Von all den sogenannten Schwellenländern ist nur China das Problem einer ins Abseits gedrängten Bevölkerung angegangen, durch Methoden, die in westlichen Augen grausam, sogar abstoßend erscheinen. Die Ein-Kind-Politik, das sicherlich schlimmste Eindringen eines Staates in das persönliche Leben in der modernen Geschichte, hielt das Wachstum der bäuerlichen Bevölkerung an.
Mit Gewalt wird China 700 Millionen Menschen – das Äquivalent von ganz Europa vom Ural bis zum Atlantik – innerhalb wenig mehr als eine Generation vom Lande in die Städte bewegen. Diese große Migration hat große Kosten – Trennung von Familien, willkürliche Entfernung von Bauern von ihrem Land, und der gelegentliche Bau einer Stadt an der falschen Stelle. Aber das chinesische Haushaltseinkommen ist infolgedessen um das 16-fache seit 1987 gestiegen. Und die Chinesen randalieren im Großen und Ganzen nicht, weil sie zu beschäftigt sind. Es gibt keine Reserve an untätigen Bauern, die mit dem Bus in das Zentrum der Hauptstadt für ein paar Dollar pro Tag gebracht werden könnten, so wie in Thailand.
Unruhen haben gewiss verschiedene Ursachen an verschiedenen Orten.

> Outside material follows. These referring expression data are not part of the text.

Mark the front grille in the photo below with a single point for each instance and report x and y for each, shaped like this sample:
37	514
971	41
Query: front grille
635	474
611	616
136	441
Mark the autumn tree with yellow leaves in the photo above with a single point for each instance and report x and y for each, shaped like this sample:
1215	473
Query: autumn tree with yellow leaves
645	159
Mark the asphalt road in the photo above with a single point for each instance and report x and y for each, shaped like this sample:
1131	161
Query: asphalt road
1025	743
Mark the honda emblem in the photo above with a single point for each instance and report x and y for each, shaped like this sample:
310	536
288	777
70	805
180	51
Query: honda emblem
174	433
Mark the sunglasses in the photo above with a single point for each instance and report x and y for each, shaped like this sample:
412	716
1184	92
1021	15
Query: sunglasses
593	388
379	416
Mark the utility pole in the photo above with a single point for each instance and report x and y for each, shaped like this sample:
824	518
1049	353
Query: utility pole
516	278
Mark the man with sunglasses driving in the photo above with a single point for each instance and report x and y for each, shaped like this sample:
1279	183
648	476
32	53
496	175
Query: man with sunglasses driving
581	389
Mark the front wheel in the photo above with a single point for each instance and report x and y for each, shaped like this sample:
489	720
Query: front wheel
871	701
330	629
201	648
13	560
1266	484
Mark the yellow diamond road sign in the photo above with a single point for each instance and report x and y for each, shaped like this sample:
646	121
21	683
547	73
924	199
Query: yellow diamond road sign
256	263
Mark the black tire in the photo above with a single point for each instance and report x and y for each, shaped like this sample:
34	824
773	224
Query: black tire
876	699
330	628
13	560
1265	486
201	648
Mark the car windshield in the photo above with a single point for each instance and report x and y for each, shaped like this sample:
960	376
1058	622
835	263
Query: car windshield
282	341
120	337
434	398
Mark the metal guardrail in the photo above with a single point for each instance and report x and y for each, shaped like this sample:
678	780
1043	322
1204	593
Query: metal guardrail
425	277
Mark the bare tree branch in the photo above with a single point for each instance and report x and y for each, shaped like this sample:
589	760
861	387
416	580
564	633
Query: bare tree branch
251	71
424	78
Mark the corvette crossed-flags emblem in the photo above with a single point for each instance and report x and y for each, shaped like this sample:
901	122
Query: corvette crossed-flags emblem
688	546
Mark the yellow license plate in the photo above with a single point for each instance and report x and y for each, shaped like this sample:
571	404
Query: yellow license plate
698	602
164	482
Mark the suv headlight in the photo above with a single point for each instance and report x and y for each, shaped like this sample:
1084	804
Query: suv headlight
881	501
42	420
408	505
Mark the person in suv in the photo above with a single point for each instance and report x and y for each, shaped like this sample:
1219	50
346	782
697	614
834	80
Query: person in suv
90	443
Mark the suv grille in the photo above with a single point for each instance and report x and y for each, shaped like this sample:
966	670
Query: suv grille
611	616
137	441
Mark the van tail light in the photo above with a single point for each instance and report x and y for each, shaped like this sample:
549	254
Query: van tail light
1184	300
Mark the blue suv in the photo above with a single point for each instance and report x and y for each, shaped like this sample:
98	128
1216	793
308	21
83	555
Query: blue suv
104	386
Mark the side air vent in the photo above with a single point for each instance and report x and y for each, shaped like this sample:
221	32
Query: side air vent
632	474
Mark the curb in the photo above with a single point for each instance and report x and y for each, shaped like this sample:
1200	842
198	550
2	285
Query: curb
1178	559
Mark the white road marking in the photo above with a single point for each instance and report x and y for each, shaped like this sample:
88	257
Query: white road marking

Die Ukrainer wollen den Beitritt zur Europäischen Gemeinschaft, so dass sie die Ukraine verlassen und an Orte gehen können, wo sie Geld zu verdienen vermögen. Die Türken widersetzen sich dem unsichtbaren Aufbau einer islamischen Diktatur der Regierungspartei mit der damit verbundenen Vetternwirtschaft und Korruption. Aber der rote Faden in allen finanziellen und sozialen Krisen, die während der letzten Monate ausbrachen, ist dieser: Die Weltwirtschaft hat große Teile der Menschen auf der Welt hinter sich gelassen.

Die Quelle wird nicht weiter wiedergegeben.